Born in Garnant, South Wales, the brother of actor Hywel Bennett (Shelley). Joining RADA at 18, Alun honed his skills at various theatres and repertory companies around the country, before making the inevitable break into TV. He has appeared in Minder, Angels, Rumpole of the Bailey, but most notably as jailbird Daryl in Birds of A Feather and as Vic Windsor in Emmerdale (from which his talents as singer and guitarist with The Woolpackers became known).

Larry Martyn played Rigsby's milkman Fred in the TV episode For The Man Who Has Everything.

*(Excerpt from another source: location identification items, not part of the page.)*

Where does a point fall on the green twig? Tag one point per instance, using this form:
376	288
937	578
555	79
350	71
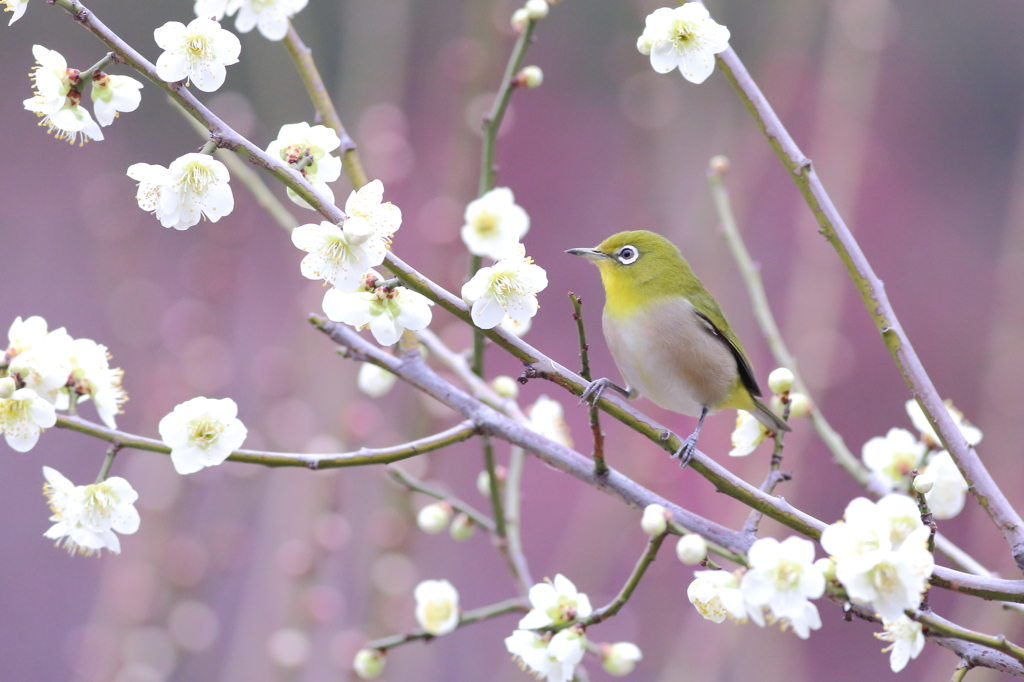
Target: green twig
606	611
600	468
517	604
303	58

Born in London in 1934, Larry was a singer and comedian in variety shows until the late 1950s, when he started to appear on television. Many serious roles throughout the 1960s were soon replaced by comedy roles such as Mr. Mash in Are You Being Served?, Up Pompeii, Never The Twain and as James Beck's replacement as Private Walker in the radio adaptations of Dad's Army. Larry died in 1994.

Henry McGee played Seymour in the TV episode The Perfect Gentleman.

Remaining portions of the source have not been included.